D'autres catégories de produits misent sur le marketing de la nostalgie. " Dans la mode, c'est un phénomène récurrent et certains créateurs peuvent puiser leur inspiration dans des époques relativement lointaines, comme les années 60 avec le célèbre maillot de bain ceinturé d'Ursula Andress", observe Cécile Vivier-Guerin, directrice marketing du Salon International de la Lingerie . Dans d'autres secteurs, comme le jouet, il est difficile de remonter plus loin qu'aux années 80. Mais dans tous les cas, diverses exigences sont de mise. Primo, une remise aux normes actuelles : normes sécuritaires, technologiques, réglementaires, stylistiques... En outre, "la marque doit avoir un certain nombre d'années d'antériorité - une dizaine a minima - pour pouvoir plonger dans son passé", précise Alexandra Vignolles, spécialiste du marketing de la nostalgie. La marque de jouets Brio parle, elle, d'héritage, qu'elle entretient depuis 135 ans "Nous combinons tradition et modernité dans chacun de nos jouets ", estime Sabrina Astre, responsable marketing de Brio France. Prenons l'exemple du labyrinthe en bois inventé par Brio en 1947. A l'origine, il n'était qu'un support ludique destiné à rééduquer les poignets de patients victimes de fractures ou de traumatismes. Avec le temps, il est devenu un jouet à part entière, qui plus est un blockbuster de la marque, " figurant dans le top 10 des ventes et agrémenté de nombreuses options ajoutées au fil du temps", précise-t-elle. Une start-up peut, elle aussi, faire le pari de relancer une marque ou un objet tombé en désuétude. C'est le cas de Laurent Caillet, entrepreneur dans l'âme et fondateur des boutiques " Bonendroi " qui, à la sortie d'une brocante a eu l'idée de relancer la célèbre carafe ronde de nos cantines. La société, qui a misé sur du " made in France ", a dû recréer des moules car tout avait disparu. Les matières et les proportions ont aussi été revues pour que la carafe soit conforme aux normes actuelles mais aussi plus légère et lavable au lave-vaisselle. " L'objet attire aujourd'hui aussi bien des adultes nostalgiques que la jeune génération, qui adhère au design sans avoir connu le produit originel ", indique Ulrich Quehen, responsable commercial de La Carafe.
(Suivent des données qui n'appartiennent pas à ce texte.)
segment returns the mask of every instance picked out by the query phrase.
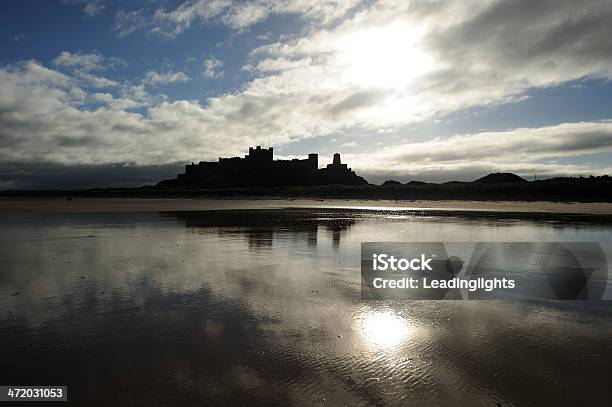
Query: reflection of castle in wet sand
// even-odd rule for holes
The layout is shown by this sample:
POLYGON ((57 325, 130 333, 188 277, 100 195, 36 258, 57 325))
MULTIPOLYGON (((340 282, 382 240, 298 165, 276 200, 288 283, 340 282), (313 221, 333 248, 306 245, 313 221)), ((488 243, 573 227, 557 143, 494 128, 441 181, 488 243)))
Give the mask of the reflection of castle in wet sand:
POLYGON ((218 226, 220 235, 242 235, 248 240, 249 249, 271 248, 275 239, 291 237, 305 240, 309 247, 316 247, 321 230, 331 237, 332 246, 340 247, 344 233, 353 226, 355 219, 334 218, 332 214, 312 213, 299 209, 253 211, 204 211, 162 212, 183 220, 186 227, 209 228, 218 226))
POLYGON ((335 153, 331 164, 319 168, 318 154, 306 159, 274 160, 272 147, 249 148, 242 157, 200 161, 185 166, 185 173, 176 179, 160 182, 158 187, 260 187, 296 185, 363 185, 367 181, 355 174, 335 153))

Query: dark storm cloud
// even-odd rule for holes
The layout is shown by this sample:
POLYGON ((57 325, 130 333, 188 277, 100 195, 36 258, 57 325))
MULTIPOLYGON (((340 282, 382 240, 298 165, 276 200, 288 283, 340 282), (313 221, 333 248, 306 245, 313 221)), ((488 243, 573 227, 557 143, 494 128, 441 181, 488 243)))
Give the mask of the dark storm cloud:
POLYGON ((182 171, 179 163, 141 166, 0 163, 0 190, 135 187, 154 185, 182 171))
La stratégie marketing construite sur la nostalgie n'est pas réservée qu'au produit !
L'appel à des références du passé peut aussi avoir une déclinaison en communication digitale ou physique. C'est le parti-pris qui a été choisi par l'agence Heaven pour la campagne #ScoreAMillion mise en place à l'occasion du lancement des éditions limitées MILLION & LADY MILLION de Paco Rabanne. La marque a noué un partenariat avec NAMCO, détenteur de la licence du jeu PAC-MAN. "Nous avons ensuite entièrement recréé le jeu, avec un game design inspiré des éléments graphique de MILLION. L'objectif était de toucher à la fois une cible millennial férue de jeux en ligne et une cible plus âgée qui retrouve son enfance", détaille Nicolas Cancel, directeur des opérations chez Heaven. Plusieurs contenus additionnels ont été créés dont un film' full 3D, des stories et une lense Snapchat. Des bornes types arcade ont même été installées à la gare Saint Lazare et dans un pop-up store dans le Marais à Paris.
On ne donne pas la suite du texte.